Mortiferum

Scoop à la Une, l’homme est un animal mortel. L’homo sapiens sapiens, espèce vieille d’à peine 300 000 ans, fait partie du vivant. Quand tout le monde parle de l’après, voilà la seule leçon à retenir. Une leçon d’humilité.

Le poids de l’histoire

Plusieurs millénaires d’un monothéisme autoritaire et viril ont façonné l’inconscient collectif. Plaçant notre espèce au centre d’un univers perçu comme une ressource.

Pour rappel, en politique, le premier candidat écologiste à la présidentielle, René Dumont, s’est présenté en 1974. La remise en question du modèle de croissance occidental est historiquement très récente. Parce qu’elle nous concerne tous, cette prise de conscience dépasse les clivages. Jacques Chirac, nourri par une passion pour les peuples premiers auxquels il a consacré un musée, a senti cette urgence monter. Son propos, « la maison brûle » marque cette prise de conscience. Cet homme a tendu l’oreille aux voix qui s’élevaient. Il leur a donné un écho. Du même parti, Nicolas Sarkozy a essuyé d’un revers de main toutes les interrogations et les doutes, au nom de la sacro sainte croissance. Une forme de croissance myope, incapable de proposer un modèle qui pense sur le long terme pour ne privilégier que le court terme et les intérêts particuliers. Son mépris pour ce qu’il appelle les bobos est symptomatique.

Dans le monde animal, régi par les lois naturelles, les antilopes oscillent entre baisser l’encolure pour brouter les végétaux, et dresser la tête pour prévenir l’attaque du félin. Tous les prédateurs sont astreints à une règle simple, tuer, ou disparaître.

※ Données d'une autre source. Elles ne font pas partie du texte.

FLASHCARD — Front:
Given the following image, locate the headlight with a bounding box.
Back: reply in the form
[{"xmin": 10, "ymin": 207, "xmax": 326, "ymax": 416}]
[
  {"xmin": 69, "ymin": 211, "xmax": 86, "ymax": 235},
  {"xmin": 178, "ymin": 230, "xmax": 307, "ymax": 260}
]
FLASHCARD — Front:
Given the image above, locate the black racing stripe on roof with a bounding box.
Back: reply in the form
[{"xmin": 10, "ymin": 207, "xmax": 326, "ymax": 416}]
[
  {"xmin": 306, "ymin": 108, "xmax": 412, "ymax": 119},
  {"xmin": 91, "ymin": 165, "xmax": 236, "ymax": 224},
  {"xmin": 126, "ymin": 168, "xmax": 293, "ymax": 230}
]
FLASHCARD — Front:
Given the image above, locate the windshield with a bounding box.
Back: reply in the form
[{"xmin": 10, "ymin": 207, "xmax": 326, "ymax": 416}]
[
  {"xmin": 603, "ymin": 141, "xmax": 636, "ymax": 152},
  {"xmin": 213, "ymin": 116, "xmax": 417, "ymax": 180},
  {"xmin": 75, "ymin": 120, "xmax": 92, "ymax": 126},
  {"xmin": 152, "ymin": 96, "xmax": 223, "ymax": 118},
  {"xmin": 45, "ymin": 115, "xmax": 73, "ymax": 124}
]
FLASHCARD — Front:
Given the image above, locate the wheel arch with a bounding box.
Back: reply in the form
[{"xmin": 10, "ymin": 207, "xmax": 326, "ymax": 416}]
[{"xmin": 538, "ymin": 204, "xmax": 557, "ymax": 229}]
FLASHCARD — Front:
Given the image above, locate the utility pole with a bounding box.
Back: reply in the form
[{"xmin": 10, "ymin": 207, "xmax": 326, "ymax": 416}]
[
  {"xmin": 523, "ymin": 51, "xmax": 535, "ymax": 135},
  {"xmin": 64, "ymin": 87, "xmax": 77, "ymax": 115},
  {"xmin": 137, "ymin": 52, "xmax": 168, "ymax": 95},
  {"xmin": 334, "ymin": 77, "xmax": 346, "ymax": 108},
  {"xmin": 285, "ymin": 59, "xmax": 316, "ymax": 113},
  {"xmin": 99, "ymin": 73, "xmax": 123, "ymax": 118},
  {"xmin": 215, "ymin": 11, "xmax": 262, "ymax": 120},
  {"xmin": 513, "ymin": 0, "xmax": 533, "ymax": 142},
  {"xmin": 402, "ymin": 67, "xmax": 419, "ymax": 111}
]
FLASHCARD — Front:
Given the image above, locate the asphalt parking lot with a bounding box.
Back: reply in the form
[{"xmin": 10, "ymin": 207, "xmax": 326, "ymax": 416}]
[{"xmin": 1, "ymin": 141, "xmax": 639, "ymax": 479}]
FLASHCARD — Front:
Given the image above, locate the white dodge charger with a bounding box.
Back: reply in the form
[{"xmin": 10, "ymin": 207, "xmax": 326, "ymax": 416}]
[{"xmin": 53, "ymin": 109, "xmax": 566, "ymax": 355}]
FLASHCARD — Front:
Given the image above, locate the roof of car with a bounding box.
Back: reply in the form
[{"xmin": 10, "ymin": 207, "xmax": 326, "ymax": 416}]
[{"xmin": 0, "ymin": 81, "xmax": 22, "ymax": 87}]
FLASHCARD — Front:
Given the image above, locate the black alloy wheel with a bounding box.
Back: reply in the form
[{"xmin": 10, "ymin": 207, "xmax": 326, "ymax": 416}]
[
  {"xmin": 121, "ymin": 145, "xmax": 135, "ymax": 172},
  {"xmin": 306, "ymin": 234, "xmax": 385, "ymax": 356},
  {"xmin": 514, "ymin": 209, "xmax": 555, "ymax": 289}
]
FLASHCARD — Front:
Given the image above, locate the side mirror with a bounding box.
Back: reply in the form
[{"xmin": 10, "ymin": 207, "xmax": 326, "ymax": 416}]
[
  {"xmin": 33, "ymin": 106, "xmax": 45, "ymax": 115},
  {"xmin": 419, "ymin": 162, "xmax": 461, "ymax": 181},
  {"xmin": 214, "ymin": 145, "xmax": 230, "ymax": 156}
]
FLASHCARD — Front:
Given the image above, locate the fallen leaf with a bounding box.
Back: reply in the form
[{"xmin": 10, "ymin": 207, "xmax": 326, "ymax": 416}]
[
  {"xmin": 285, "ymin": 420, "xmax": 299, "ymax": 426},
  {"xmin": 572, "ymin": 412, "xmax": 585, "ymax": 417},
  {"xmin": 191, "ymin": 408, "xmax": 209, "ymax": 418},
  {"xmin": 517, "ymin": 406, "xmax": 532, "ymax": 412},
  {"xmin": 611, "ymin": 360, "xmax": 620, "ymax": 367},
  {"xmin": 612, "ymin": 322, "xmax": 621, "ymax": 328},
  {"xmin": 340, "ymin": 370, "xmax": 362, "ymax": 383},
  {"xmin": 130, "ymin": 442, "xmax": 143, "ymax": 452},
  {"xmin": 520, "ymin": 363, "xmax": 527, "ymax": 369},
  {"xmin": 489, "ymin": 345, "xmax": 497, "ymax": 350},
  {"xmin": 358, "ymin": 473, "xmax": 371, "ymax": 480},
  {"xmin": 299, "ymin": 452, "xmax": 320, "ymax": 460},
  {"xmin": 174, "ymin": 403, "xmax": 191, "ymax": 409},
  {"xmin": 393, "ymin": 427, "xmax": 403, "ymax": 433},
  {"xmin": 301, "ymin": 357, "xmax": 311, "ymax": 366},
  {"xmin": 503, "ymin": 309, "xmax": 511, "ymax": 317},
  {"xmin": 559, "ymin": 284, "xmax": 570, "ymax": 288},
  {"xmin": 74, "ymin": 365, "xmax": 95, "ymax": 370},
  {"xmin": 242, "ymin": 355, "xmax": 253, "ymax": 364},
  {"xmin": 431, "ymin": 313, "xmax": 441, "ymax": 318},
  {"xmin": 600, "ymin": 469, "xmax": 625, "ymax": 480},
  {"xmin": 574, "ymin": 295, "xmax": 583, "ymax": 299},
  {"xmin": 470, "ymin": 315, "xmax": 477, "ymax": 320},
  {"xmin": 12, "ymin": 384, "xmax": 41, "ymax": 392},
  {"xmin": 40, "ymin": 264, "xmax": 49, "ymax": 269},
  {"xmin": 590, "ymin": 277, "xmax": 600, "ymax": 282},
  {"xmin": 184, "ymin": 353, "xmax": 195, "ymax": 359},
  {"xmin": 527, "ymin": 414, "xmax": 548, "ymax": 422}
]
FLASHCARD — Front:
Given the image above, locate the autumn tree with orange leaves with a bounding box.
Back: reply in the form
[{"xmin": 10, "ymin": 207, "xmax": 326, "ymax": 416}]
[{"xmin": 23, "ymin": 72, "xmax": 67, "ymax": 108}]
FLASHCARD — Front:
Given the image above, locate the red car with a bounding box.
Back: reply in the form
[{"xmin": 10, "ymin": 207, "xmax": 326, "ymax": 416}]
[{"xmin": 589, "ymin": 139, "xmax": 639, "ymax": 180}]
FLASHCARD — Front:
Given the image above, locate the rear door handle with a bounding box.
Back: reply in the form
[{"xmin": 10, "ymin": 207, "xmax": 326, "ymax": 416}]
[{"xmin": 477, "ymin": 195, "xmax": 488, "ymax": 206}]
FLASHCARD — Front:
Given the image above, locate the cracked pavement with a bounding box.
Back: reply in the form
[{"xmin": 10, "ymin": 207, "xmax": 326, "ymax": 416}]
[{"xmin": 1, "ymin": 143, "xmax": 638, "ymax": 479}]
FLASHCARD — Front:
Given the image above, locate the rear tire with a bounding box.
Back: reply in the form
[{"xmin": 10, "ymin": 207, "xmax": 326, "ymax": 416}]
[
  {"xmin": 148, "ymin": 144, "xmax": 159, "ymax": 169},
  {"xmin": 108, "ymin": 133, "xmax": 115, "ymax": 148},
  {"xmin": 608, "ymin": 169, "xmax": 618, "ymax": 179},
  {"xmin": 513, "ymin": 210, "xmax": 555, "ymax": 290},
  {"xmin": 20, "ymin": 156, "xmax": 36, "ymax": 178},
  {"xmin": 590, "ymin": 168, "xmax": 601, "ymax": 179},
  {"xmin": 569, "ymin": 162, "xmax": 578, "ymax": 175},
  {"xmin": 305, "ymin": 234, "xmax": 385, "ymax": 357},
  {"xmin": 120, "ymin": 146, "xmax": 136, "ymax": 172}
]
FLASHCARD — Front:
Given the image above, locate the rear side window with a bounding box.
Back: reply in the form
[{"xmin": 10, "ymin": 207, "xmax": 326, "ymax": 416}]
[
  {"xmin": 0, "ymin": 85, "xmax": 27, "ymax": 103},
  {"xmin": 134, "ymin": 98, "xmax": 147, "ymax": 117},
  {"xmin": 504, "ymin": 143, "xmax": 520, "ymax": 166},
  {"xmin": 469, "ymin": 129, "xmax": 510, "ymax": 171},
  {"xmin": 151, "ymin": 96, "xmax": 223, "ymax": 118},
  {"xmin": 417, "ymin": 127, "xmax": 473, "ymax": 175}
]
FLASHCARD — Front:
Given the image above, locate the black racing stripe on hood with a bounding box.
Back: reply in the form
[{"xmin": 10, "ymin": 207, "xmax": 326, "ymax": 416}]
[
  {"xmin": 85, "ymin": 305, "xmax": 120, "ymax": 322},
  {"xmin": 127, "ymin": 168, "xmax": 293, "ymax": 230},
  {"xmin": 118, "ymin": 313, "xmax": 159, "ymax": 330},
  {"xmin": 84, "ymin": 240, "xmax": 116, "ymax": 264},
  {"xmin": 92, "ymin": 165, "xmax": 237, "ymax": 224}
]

Chez l’homme moderne, les blancs de poulet, on les chasse sur les rayonnages des grandes surfaces. Prédateur à carte bleue, un mode de consommation insatiable a fini d’achever un rapport harmonieux au vivant.

Réintroduire la notion de cycle

En cherchant à oublier que nous étions mortels, nous avons perdu un rapport sain et équilibré au vivant, à commencer par un rapport à la terre qui est soit ignorée, soit réduite à une ressource à exploiter.

Pour toutes les mesures à prendre pour ce qu’il est convenu d’appeler l’après, il faut réintroduire la notion de cycle dans nos actions. Arrêter de penser que nous sommes au centre de l’univers, aux manettes d’une trajectoire appelée progrès ou croissance selon le contexte. Cette attitude va nous mener dans le mur de face, et à pleine vitesse. Avec cette crise sanitaire, nous ne faisons que nous érafler un peu sur le crépis, de biais.

C’est en se rappelant que nous sommes mortels, comme l’antilope aux aguets, et en l’acceptant, que grâce à la nécessaire humilité qui en découle, la vie reprendra sa valeur, que des équilibres souhaitables se mettront en place.

Notre prédateur est un virus dont nous sommes globalement responsables de la propagation. Cette idée à moins de superbe que la beauté sauvage de la prédation dans le monde animal. Elle peut avoir les mêmes effets en nous faisant ravaler notre arrogance millénaire.